Indexing Moving Objects

Driver locations update continuously (every 4 seconds for a ride-sharing fleet). A database index optimized for reads (R-tree, geohash) is expensive to update at high write rates — every driver position update requires index modification. Pattern: write location updates to an in-memory store (Redis geo sorted set) optimized for point updates. The location database (PostgreSQL + PostGIS) is updated less frequently or used for historical queries. Read path: GEOSEARCH on Redis for real-time nearby queries. Write path: GEOADD on Redis (O(log N)); async sync to the database for persistence. This separates the real-time location index (Redis) from the persistent location history (database).

Proximity Matching Architecture

A proximity matching system (rider requests a ride → find nearest available driver) must complete in under 1 second. Architecture: drivers publish location updates to a geo index service (Redis geo); when a rider requests a ride, the matching service queries GEOSEARCH for the nearest N available drivers within M km; the matching service contacts each driver candidate in parallel via gRPC and offers the ride; the first driver to accept is matched; unmatched candidates are tried in order.
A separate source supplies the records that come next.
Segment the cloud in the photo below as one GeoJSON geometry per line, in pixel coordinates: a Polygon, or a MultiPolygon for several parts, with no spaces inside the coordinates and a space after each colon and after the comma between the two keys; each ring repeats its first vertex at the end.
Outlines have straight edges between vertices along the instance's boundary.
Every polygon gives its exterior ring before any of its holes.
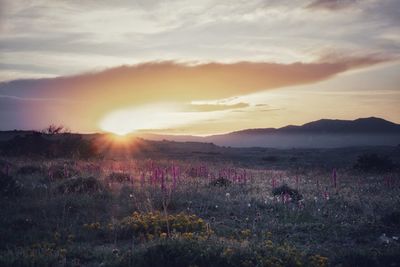
{"type": "Polygon", "coordinates": [[[312,83],[351,69],[386,62],[390,58],[380,55],[349,58],[324,56],[321,60],[293,64],[147,62],[75,76],[3,82],[0,83],[0,93],[78,99],[108,95],[122,102],[141,102],[146,99],[221,99],[260,90],[312,83]]]}
{"type": "Polygon", "coordinates": [[[35,99],[31,102],[56,99],[50,103],[30,105],[32,109],[40,106],[41,110],[46,111],[45,116],[32,116],[29,110],[21,116],[30,116],[37,121],[46,117],[47,123],[62,120],[71,129],[94,131],[102,117],[121,108],[154,103],[179,103],[192,112],[245,108],[248,105],[246,103],[206,102],[193,105],[193,101],[226,99],[285,86],[315,83],[387,60],[375,55],[331,57],[326,62],[293,64],[148,62],[76,76],[3,82],[0,83],[0,94],[35,99]],[[60,103],[60,100],[63,102],[60,103]],[[187,103],[192,105],[188,106],[187,103]]]}
{"type": "Polygon", "coordinates": [[[250,105],[248,103],[237,103],[237,104],[203,104],[203,105],[187,105],[183,108],[185,112],[211,112],[211,111],[222,111],[222,110],[238,110],[247,108],[250,105]]]}
{"type": "Polygon", "coordinates": [[[358,0],[315,0],[308,4],[309,9],[340,10],[354,6],[358,0]]]}

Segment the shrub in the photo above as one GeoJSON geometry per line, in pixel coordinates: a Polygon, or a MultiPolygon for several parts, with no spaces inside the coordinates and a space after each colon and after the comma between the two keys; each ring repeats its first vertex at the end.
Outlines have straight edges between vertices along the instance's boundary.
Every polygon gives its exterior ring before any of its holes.
{"type": "Polygon", "coordinates": [[[393,170],[393,162],[386,156],[362,154],[354,164],[354,169],[362,172],[388,172],[393,170]]]}
{"type": "Polygon", "coordinates": [[[293,202],[297,202],[303,199],[303,196],[299,193],[299,191],[290,188],[286,184],[272,189],[272,194],[274,196],[289,195],[293,202]]]}
{"type": "Polygon", "coordinates": [[[12,176],[0,172],[0,196],[11,197],[21,193],[22,185],[12,176]]]}
{"type": "Polygon", "coordinates": [[[116,183],[129,182],[130,179],[131,179],[130,175],[128,173],[123,173],[123,172],[113,172],[107,177],[108,181],[116,183]]]}
{"type": "Polygon", "coordinates": [[[100,193],[104,191],[104,187],[94,177],[75,177],[61,182],[57,191],[62,194],[100,193]]]}
{"type": "Polygon", "coordinates": [[[73,134],[32,133],[0,142],[0,151],[7,156],[39,156],[47,158],[90,158],[98,155],[95,144],[73,134]]]}
{"type": "Polygon", "coordinates": [[[221,186],[221,187],[222,186],[230,186],[231,184],[232,184],[232,182],[224,177],[219,177],[218,179],[215,179],[215,180],[211,181],[211,183],[210,183],[211,186],[221,186]]]}
{"type": "Polygon", "coordinates": [[[64,179],[64,178],[71,178],[75,175],[78,175],[78,171],[73,168],[70,164],[57,164],[52,165],[48,173],[52,179],[64,179]]]}
{"type": "Polygon", "coordinates": [[[135,212],[119,221],[116,228],[121,238],[164,238],[167,233],[204,237],[209,233],[203,219],[184,213],[165,216],[160,212],[135,212]]]}
{"type": "Polygon", "coordinates": [[[32,174],[36,174],[36,173],[40,173],[42,172],[42,169],[37,167],[37,166],[33,166],[33,165],[27,165],[27,166],[22,166],[21,168],[18,169],[17,174],[19,175],[32,175],[32,174]]]}

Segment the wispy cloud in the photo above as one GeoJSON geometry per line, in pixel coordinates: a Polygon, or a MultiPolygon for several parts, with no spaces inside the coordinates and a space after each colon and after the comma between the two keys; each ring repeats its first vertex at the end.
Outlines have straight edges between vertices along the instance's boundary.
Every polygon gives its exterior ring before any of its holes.
{"type": "Polygon", "coordinates": [[[359,0],[315,0],[307,5],[310,9],[339,10],[354,6],[359,0]]]}
{"type": "Polygon", "coordinates": [[[183,107],[185,112],[210,112],[210,111],[221,111],[221,110],[238,110],[247,108],[250,105],[248,103],[237,103],[237,104],[190,104],[183,107]]]}

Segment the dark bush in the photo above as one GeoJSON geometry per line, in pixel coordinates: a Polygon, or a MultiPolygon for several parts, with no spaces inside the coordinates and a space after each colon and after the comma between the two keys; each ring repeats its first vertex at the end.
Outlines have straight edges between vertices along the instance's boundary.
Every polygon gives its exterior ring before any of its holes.
{"type": "Polygon", "coordinates": [[[267,162],[277,162],[279,158],[277,156],[266,156],[261,158],[263,161],[267,162]]]}
{"type": "Polygon", "coordinates": [[[282,186],[272,189],[272,194],[274,196],[289,195],[293,202],[297,202],[303,199],[303,196],[296,189],[290,188],[288,185],[284,184],[282,186]]]}
{"type": "Polygon", "coordinates": [[[128,173],[113,172],[107,177],[107,180],[110,182],[123,183],[123,182],[129,182],[131,178],[128,173]]]}
{"type": "Polygon", "coordinates": [[[230,186],[231,184],[232,182],[224,177],[219,177],[210,183],[211,186],[230,186]]]}
{"type": "Polygon", "coordinates": [[[12,197],[21,193],[22,185],[12,176],[0,172],[0,196],[12,197]]]}
{"type": "Polygon", "coordinates": [[[386,156],[367,153],[358,157],[354,169],[362,172],[388,172],[394,169],[394,164],[386,156]]]}
{"type": "Polygon", "coordinates": [[[94,177],[76,177],[61,182],[57,191],[62,194],[91,194],[103,192],[104,187],[94,177]]]}
{"type": "Polygon", "coordinates": [[[37,167],[37,166],[32,166],[32,165],[27,165],[27,166],[22,166],[21,168],[18,169],[17,174],[19,175],[32,175],[36,173],[41,173],[42,169],[37,167]]]}
{"type": "Polygon", "coordinates": [[[48,174],[52,179],[64,179],[76,176],[79,172],[71,164],[65,163],[50,166],[48,174]]]}
{"type": "Polygon", "coordinates": [[[47,158],[91,158],[98,155],[95,145],[80,135],[47,135],[32,133],[0,142],[0,151],[6,156],[40,156],[47,158]]]}

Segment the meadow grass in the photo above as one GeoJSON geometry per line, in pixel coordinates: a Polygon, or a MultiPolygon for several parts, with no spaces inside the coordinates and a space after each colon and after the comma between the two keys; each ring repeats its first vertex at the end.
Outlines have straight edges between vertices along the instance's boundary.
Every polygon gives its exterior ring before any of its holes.
{"type": "Polygon", "coordinates": [[[399,266],[398,173],[2,162],[1,266],[399,266]]]}

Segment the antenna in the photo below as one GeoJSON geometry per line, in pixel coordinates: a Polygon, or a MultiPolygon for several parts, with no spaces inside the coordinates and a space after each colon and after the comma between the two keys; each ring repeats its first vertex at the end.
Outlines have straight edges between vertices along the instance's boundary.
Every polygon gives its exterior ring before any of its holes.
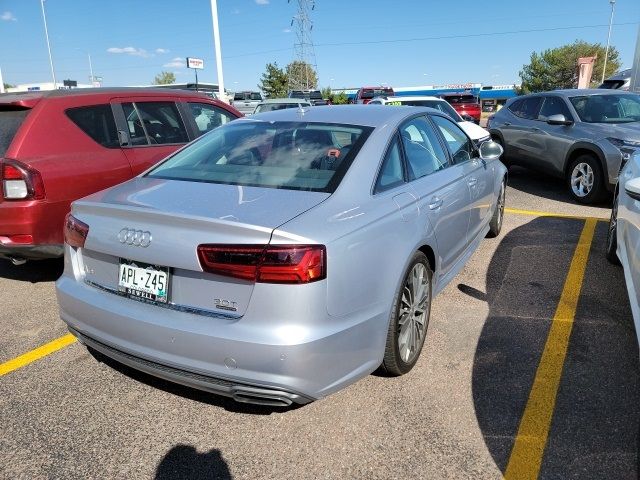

Sharding: for city-scale deployments, one Redis instance per city (partition by geographic region) — no cross-region geo queries needed. Monitor: match latency (p99 N% indicates supply shortage in a region).

Geofencing

Geofencing determines whether a location is inside or outside a defined geographic boundary (airport pickup zone, delivery area, restricted zone). Point-in-polygon test: ray casting algorithm — cast a horizontal ray from the point and count how many polygon edges it crosses (odd = inside, even = outside). For simple convex regions, use bounding box pre-filter (reject obvious misses before expensive polygon test). Index geofences for “which geofences does this point fall in?”: store each geofence as a PostGIS polygon; spatial index query ST_Within(point, geofence_polygon). For real-time geofence entry/exit events, compare the current and previous location against all relevant geofences on each location update — trigger events when status changes from outside to inside.